Tais crises também podem levar a cessar-fogo. Foi esse o caso, por exemplo, quando a doença do “verme da Guiné” começou a se espalhar no Sudão em 1995, levando um cessar-fogo de seis meses entre o norte e o sul para enfrentar a crise que afligia numerosas aldeias. Na crise atual, o secretário-geral da ONU, Antonio Guterres, convocou um cessar-fogo global para combater o coronavírus, e os lados em guerra em várias áreas de conflito, como Iêmen, Líbia e Filipinas, manifestaram apoio à iniciativa.
O grande terremoto de 2005 que atingiu a Índia e o Paquistão, incluindo o território disputado da Caxemira, fornece outro exemplo de rivais se ajudando. A Índia transferiu a ajuda ao Paquistão, cujo presidente reconheceu publicamente a assistência e agradeceu. Pouco tempo depois, os lados avançaram iniciativas para ligar as duas partes da Caxemira – inicialmente, através de linhas telefônicas conectando os dois lados e, em seguida, passagem livre, a fim de fornecer ajuda em desastres. Esses movimentos geraram esperança, mas a violência acabou sendo retomada e a “diplomacia do desastre” não conseguiu produzir um avanço.
No entanto, em alguns casos, os desastres resultaram em mudanças reais e de longo prazo. Um caso especial em questão foi o efeito do terremoto e tsunami de dezembro de 2004 no Oceano Índico no conflito entre a Indonésia e a província de Aceh, que foi o epicentro do desastre que matou mais de 200.000 pessoas. Após o terremoto, o presidente da Indonésia suspendeu o estado de emergência imposto a Aceh, e o Movimento Aceh Livre declarou um cessar-fogo. No início de 2005, a Indonésia pediu negociações, que foram realizadas na Finlândia e culminaram em um acordo de paz em agosto daquele ano. Não se pode argumentar que o desastre levou à paz, e o avanço foi o resultado de muitos outros elementos importantes, mas o desastre pesado e a atenção global que chamou, afetaram os lados, os pressionaram a se comprometer e serviram como uma oportunidade para a diplomacia construtiva.

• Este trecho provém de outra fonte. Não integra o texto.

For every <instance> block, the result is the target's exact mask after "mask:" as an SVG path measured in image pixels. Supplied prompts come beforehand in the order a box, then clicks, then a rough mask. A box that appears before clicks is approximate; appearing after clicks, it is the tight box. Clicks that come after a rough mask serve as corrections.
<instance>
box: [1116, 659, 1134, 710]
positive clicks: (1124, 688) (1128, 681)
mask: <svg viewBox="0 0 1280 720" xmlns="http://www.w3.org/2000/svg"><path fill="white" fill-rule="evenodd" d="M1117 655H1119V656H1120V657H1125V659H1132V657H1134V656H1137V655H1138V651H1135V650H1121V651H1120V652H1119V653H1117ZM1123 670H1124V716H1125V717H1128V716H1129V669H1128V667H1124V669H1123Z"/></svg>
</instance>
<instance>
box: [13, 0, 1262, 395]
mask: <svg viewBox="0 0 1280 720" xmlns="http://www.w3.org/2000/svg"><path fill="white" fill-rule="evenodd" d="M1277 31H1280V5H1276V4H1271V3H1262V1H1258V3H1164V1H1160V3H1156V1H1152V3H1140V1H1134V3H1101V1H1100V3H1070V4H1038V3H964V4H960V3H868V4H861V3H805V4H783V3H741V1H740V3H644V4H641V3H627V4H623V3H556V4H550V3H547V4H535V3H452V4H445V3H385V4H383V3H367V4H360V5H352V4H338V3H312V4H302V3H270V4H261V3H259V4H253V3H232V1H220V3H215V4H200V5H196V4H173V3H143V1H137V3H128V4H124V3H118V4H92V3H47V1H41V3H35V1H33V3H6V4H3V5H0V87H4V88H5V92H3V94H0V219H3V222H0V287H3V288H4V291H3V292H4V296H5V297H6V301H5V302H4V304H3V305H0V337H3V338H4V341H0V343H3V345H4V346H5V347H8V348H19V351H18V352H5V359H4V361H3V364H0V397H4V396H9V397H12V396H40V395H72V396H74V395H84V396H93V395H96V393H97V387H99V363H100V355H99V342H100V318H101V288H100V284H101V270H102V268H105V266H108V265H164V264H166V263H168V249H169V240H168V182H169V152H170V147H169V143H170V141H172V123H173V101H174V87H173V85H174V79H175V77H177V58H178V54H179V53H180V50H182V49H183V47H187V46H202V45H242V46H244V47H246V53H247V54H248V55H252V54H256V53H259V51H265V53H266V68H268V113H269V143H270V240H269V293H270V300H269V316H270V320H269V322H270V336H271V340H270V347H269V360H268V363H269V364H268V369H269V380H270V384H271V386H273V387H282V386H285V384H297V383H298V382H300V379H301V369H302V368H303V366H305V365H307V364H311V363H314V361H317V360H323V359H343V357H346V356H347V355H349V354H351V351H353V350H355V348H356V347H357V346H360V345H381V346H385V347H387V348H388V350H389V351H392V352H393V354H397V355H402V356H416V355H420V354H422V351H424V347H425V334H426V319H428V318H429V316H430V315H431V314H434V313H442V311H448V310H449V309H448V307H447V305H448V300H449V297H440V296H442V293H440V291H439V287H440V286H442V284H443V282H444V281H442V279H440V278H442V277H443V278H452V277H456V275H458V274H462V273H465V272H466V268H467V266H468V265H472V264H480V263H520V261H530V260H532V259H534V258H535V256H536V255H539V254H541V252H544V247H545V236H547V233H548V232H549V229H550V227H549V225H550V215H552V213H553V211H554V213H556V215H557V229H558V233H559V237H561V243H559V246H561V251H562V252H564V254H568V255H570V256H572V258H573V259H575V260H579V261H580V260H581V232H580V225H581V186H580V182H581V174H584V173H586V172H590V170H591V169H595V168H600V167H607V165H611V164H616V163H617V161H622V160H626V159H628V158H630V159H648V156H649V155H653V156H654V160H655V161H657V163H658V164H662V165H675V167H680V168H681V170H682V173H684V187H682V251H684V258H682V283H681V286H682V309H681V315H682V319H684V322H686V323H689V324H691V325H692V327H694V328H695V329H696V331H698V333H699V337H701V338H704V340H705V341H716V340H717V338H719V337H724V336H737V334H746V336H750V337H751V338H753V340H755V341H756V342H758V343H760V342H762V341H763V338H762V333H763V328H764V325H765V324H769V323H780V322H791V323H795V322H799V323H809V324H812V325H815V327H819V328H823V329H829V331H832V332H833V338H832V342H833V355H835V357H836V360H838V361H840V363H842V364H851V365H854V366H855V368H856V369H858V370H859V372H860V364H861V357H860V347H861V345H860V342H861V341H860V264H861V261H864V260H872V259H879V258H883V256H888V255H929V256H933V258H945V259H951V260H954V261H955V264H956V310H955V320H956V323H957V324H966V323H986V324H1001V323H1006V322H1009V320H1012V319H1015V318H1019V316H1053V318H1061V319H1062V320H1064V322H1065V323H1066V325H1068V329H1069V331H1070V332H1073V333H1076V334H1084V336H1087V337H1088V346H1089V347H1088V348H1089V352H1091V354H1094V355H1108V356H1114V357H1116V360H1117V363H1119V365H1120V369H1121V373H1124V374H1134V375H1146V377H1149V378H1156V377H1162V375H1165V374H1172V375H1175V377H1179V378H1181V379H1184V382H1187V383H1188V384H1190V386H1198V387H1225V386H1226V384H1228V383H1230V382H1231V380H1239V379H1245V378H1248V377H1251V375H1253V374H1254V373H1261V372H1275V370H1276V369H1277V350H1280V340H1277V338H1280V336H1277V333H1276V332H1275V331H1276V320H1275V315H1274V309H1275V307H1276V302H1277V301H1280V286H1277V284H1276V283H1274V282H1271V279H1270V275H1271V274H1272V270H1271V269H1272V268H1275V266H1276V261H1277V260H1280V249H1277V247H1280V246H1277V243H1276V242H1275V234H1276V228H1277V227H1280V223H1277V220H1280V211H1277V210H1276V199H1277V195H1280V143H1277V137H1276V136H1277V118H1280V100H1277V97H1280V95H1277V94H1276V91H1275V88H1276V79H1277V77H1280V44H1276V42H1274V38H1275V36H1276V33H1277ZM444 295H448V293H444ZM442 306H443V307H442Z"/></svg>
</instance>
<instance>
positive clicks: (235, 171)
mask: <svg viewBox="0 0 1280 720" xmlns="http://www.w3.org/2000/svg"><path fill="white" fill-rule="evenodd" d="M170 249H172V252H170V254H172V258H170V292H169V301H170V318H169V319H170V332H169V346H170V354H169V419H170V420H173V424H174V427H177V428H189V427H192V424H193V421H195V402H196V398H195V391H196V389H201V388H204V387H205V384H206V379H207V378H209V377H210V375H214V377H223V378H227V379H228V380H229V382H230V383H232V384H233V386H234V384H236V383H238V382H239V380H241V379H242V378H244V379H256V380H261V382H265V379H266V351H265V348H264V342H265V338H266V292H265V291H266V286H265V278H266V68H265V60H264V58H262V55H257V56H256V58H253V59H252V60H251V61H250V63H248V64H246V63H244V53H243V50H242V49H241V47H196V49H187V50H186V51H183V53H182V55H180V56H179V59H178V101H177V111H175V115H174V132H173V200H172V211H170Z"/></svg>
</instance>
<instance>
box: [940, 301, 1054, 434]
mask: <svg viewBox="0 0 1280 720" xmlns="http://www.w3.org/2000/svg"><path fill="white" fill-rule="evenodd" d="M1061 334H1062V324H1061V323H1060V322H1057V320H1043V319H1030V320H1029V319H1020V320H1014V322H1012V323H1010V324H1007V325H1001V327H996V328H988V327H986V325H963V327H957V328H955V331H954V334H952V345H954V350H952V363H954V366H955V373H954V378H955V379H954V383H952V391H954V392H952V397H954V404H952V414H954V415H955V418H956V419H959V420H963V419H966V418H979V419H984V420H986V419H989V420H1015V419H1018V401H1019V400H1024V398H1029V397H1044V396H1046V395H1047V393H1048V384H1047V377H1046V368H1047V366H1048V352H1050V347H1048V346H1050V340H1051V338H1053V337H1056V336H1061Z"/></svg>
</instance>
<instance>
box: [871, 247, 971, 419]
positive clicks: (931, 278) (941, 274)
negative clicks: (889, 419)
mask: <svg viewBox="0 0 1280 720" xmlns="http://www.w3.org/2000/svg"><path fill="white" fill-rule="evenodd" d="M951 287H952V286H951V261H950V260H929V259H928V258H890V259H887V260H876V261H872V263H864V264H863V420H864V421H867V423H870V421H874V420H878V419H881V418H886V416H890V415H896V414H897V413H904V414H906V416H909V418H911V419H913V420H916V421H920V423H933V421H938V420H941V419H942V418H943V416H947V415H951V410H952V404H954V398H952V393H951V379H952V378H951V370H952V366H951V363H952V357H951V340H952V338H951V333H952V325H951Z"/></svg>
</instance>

Voltando à nossa região, as indicações iniciais no início da crise apontaram para incentivar a cooperação entre Israel e os palestinos. Os lados estabeleceram um mecanismo especial de coordenação, o ministro das Finanças, Moshe Kahlon, reuniu-se com seu colega palestino Shukri Bishara para discutir aspectos econômicos da crise e Israel transferiu ajuda e equipamentos para a Cisjordânia e Faixa de Gaza. No entanto, ao mesmo tempo, os palestinos reclamaram das operações continuadas das FDI nas cidades e aldeias palestinas, e Israel reclamou das declarações palestinas alegando que Israel estava trabalhando para espalhar o vírus. Além disso, os líderes do Hamas que ameaçaram a disseminação da doença em Gaza levariam a uma escalada com Israel.

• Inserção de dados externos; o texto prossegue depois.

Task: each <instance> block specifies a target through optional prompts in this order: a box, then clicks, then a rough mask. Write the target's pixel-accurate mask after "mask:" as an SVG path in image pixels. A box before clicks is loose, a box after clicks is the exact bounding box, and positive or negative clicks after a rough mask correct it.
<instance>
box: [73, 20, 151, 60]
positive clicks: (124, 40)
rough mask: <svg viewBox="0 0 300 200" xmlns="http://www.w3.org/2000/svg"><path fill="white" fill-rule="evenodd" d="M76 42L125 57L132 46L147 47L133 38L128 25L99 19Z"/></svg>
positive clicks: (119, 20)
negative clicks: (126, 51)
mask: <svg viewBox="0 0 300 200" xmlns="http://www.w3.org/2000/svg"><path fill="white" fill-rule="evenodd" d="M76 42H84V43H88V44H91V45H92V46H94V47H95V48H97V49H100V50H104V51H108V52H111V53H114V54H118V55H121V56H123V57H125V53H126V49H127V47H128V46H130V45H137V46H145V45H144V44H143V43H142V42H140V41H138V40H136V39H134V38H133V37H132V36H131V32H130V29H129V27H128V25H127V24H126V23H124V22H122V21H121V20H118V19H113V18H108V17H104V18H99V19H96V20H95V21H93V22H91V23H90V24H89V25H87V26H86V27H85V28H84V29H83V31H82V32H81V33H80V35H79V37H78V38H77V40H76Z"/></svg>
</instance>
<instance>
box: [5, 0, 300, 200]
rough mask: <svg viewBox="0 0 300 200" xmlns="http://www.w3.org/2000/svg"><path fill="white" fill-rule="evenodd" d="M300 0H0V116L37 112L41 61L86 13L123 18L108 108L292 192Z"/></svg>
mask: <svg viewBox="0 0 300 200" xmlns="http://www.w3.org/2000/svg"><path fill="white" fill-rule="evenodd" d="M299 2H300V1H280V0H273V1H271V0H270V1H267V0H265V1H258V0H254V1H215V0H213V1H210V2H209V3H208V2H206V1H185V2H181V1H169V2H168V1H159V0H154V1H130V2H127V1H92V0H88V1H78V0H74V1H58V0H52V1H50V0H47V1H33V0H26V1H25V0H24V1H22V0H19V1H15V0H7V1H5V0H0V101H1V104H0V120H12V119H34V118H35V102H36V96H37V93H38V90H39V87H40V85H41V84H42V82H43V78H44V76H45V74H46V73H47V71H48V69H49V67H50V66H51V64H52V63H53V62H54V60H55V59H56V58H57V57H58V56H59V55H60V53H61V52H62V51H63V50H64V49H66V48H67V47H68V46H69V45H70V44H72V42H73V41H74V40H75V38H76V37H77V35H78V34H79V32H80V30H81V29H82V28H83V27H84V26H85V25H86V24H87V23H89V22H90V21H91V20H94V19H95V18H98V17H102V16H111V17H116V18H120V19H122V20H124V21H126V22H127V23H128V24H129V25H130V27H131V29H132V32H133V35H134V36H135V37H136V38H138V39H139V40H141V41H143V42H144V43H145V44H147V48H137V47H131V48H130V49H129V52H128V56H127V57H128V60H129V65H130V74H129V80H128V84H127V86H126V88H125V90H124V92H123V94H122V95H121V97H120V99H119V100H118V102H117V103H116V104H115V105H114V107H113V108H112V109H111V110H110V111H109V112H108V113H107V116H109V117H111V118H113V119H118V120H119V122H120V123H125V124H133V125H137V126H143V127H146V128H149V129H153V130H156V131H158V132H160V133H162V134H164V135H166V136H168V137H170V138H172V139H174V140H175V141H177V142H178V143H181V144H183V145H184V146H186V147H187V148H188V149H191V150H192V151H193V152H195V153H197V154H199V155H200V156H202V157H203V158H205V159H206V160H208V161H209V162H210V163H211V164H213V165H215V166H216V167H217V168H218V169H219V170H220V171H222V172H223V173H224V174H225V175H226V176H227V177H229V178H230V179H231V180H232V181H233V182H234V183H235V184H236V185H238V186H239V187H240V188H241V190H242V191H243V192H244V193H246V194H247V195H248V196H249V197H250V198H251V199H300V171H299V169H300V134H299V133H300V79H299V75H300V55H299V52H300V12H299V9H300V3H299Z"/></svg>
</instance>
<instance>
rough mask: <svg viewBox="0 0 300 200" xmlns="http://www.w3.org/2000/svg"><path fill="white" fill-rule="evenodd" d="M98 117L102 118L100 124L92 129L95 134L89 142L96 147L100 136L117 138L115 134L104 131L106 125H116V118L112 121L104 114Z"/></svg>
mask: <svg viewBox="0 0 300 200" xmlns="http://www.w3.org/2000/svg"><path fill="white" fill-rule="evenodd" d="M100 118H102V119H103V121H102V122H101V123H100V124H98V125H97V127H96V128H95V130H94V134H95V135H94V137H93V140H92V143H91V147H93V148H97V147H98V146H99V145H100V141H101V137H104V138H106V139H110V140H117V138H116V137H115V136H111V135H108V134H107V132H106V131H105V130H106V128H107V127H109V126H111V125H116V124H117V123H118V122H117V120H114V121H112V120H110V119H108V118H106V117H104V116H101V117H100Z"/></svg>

É muito cedo para dizer, nesta fase, como a crise do coronavírus ocorrerá e como afetará as áreas de conflito. Exemplos de todo o mundo ilustram que a ligação entre um desastre humanitário ou de saúde e as tensões políticas pode ser perigosa. Portanto, a cooperação Israel-Palestina deve ser bem-vinda e as partes devem fazer todos os esforços para evitar uma deterioração em uma dura saúde ou crise econômica que possa aumentar a ameaça de escalada.
Líderes em Israel e na Autoridade Palestina poderiam aprender com os esforços feitos no passado por outras partes rivais para explorar essas crises para avançar movimentos conciliadores e um avanço diplomático.